It’s now official, this lockdown in Greater Sydney will extend in its current format through to the end of September(at least). This is a long time for us all to be couped up in our own households and restricted from social interaction.
If you are really feeling it this time around, don’t worry, you’re not the only one.
Recently, Lucy Brogden, Chair of the National Mental Health Commission stated in an interview that what we are experiencing is “pandemic fatigue”. Yes, it is a real thing.
I hope you’re sighing with relief that you realise now that it’s not just you who has felt tired, low in energy, restless… But let’s have a look at all of the symptoms of Pandemic Fatigue, as well all experience it in different ways:
- Low in energy
- Difficulty looking forward to tomorrow
- Not wanting to be with others
- Increased use of alcohol or other substances
- Lack of enthusiasm for things you would normally enjoy
Have you experienced any of these feelings or behaviours recently?
I know I have. And I’m guessing you might have too.
There is good news here, I promise.
Firstly, we can feel relieved that this is a common experience. It’s not just our own reaction or experience but a normal reaction to stressful circumstances after thinking that we were all on the better side of the pandemic, then being thrust into an extended lockdown.
I was explaining it the other day, using a running analogy. Imagine that you are at the end of your 10km run and mentally you know you only have 1km left. You start to look towards the finish line and are mentally preparing to stop. Then suddenly someone slaps another 10km on your run. It impacts everything because mentally and physically you were preparing to stop, rest and be able to recover. But now you have to keep going and you are basically back at the start. For us in an extended lockdown it’s as if the run keeps extending and now we don’t have a specific end in sight. No wonder we’re tired!

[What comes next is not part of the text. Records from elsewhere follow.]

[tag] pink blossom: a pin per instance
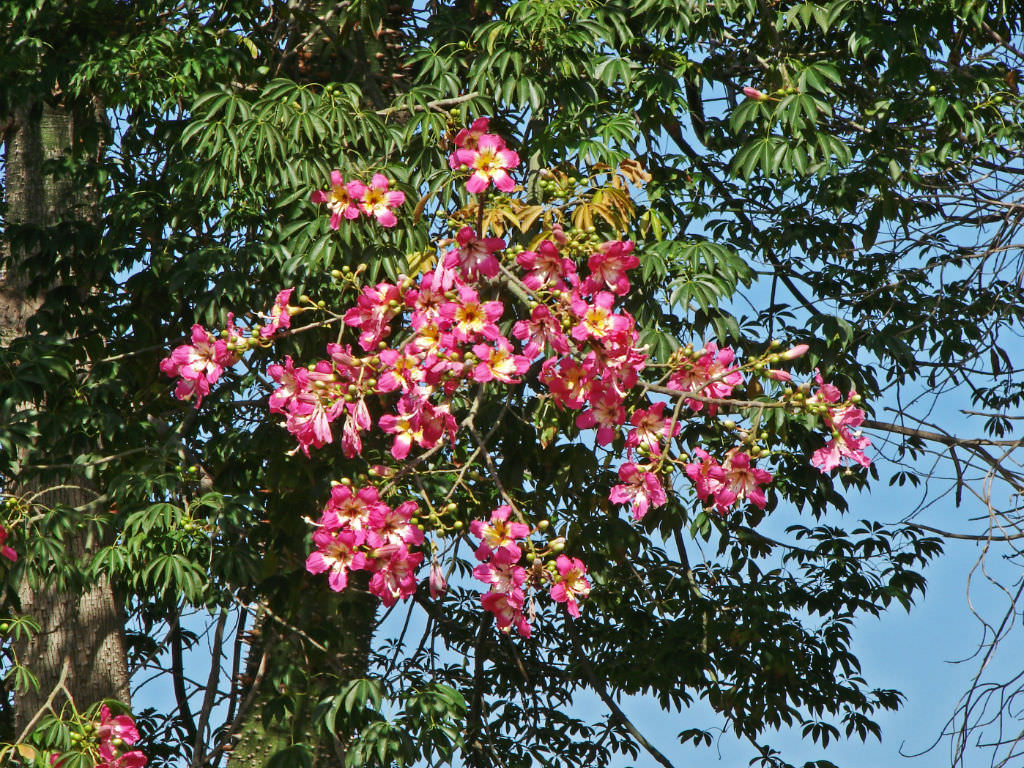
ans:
(640, 488)
(794, 352)
(546, 267)
(569, 382)
(6, 551)
(394, 577)
(472, 318)
(571, 584)
(605, 414)
(651, 427)
(711, 375)
(438, 584)
(337, 553)
(280, 315)
(499, 363)
(846, 443)
(467, 138)
(507, 608)
(843, 418)
(597, 321)
(474, 256)
(499, 534)
(199, 365)
(346, 509)
(500, 572)
(489, 162)
(541, 330)
(373, 310)
(741, 481)
(376, 200)
(608, 267)
(110, 758)
(293, 381)
(122, 727)
(338, 199)
(708, 474)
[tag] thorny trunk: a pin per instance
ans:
(80, 628)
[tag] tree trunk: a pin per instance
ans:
(80, 629)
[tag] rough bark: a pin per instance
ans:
(83, 627)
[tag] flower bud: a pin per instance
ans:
(798, 351)
(437, 583)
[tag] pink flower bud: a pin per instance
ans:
(438, 586)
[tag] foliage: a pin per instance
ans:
(860, 207)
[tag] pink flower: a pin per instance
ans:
(376, 200)
(438, 584)
(489, 162)
(394, 577)
(741, 481)
(199, 364)
(542, 329)
(374, 309)
(597, 321)
(347, 510)
(546, 267)
(499, 534)
(571, 584)
(467, 137)
(337, 553)
(651, 427)
(499, 363)
(708, 474)
(794, 352)
(111, 759)
(640, 488)
(470, 317)
(501, 571)
(293, 381)
(608, 267)
(280, 315)
(507, 608)
(338, 199)
(569, 382)
(710, 374)
(605, 414)
(474, 256)
(847, 441)
(4, 549)
(122, 727)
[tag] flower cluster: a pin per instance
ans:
(351, 200)
(6, 551)
(484, 155)
(500, 555)
(731, 481)
(843, 419)
(199, 365)
(420, 341)
(114, 733)
(358, 531)
(499, 568)
(709, 372)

The second good news in all this is that there’s a name to these feelings and behaviours that we’re experiencing. There is nothing wrong with us, with the way we’re reacting or dealing with this situation. It’s a group of feelings and behaviours called “Pandemic Fatigue” and it’s real.
Being able to name our experience does two great things:
1. It allows us to feel more distanced from it(the experience), so we don’t feel that it’s internalised and
2. we can talk about it more easily with others.
So now we know what our experience is: It’s a type of fatigue.So what do we do now?
- It’s important to acknowledge Pandemic Fatigue if we recognise some of those behaviours and feelings as our own experience recently, and
- It’s important to include specific activities that will help you to manage and overcome these feelings. The Mental Health Commission suggests the following in order to do this:
- Identify & practice self-care strategies that work for you (as you know I can’t tell you often enough! Self-care is key :))
- Take a break (do things you’ve been putting off)
- Follow facts (news) from trusted sources (and I would add limit your intake of this)
- Reach out to those who may not have connections
- Keep kids communicating – Let them know it’s okay to be worried and talk about it
I know that we are restricted in our activities, but you can do ALL of these activities while adhering to the lockdown restrictions. If you want further reading or information on self-care, check out these related posts:
Coping tips, Coronavirus Pandemic panic
One year later, how are you managing the changes COVID made?
What I’m discussing with my clients right now
So, stay on your self-care routine (or get back on it if you’ve stopped) and consider implementing one or more of the suggested actions outlined above.